Green roof and solar photovoltaic (PV) systems are two technologies that could contribute to sustainable building development and reduction of greenhouse gas emissions. When they are combined together on the building roof, it can enhance their functions and effectiveness by cooling and shading effects. This paper explains the major findings of a research to study the benefits of integrating green roof and solar PV systems. The important factors affecting the interactions between the two systems are assessed. The thermal and energy effects are analysed by theoretical models, experiments and field studies. A hypothetical case study to retrofit the roof of an existing building in Hong Kong with such integration is carried out to evaluate the practical design issues.

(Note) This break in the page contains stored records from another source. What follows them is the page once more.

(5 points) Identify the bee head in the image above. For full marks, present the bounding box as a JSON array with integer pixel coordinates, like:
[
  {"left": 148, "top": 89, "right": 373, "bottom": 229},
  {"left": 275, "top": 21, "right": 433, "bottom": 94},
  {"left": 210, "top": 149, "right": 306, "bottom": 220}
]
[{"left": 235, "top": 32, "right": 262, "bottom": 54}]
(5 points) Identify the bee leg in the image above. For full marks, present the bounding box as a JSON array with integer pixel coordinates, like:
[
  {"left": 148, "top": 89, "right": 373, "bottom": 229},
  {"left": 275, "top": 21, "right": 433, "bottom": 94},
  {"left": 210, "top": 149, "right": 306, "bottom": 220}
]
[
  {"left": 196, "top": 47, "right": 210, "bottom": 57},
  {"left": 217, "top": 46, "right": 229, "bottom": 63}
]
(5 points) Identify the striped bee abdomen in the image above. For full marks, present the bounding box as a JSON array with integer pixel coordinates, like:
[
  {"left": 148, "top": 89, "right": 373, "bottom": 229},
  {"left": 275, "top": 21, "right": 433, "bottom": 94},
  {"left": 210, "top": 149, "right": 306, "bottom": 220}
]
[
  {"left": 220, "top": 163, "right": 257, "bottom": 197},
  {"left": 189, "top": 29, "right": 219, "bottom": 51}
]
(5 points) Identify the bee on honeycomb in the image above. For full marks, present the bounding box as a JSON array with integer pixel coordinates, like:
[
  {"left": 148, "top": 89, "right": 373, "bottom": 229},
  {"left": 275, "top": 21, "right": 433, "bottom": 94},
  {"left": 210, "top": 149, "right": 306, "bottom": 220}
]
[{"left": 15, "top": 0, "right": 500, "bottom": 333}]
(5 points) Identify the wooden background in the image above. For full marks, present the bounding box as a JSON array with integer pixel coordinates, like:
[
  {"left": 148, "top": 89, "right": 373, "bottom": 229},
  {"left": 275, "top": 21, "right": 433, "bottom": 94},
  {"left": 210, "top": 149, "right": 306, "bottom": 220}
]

The experimental results showed a positive influence for this integration: green roof surface and soil temperatures are reduced from the shading and higher power output of PV panel is achieved from the cooling. The findings of year-round building energy simulation using EnergyPlus for a low rise commercial building indicated that the energy consumption for air conditioning of the integrated system is slightly lower than the stand-alone system and the PV system on integrated approach generates 8.3% more electricity than the stand-a-lone option. The extent of the benefits depends on the system design and how to determine the optimum arrangement for a particular building site.
Zeus Industrial Products
We are all no doubt aware of the main effect of ultraviolet (UV) radiation on ourselves – how many of us have ended up with a red nose after a day out in the sun? Our skin is not the only organic structure to suffer; even polymers will be affected to some degree by exposure to sunlight and ultraviolet radiation. The main problem is that so many parameters affect the level of exposure, and there are several ways of providing resistance to the effects.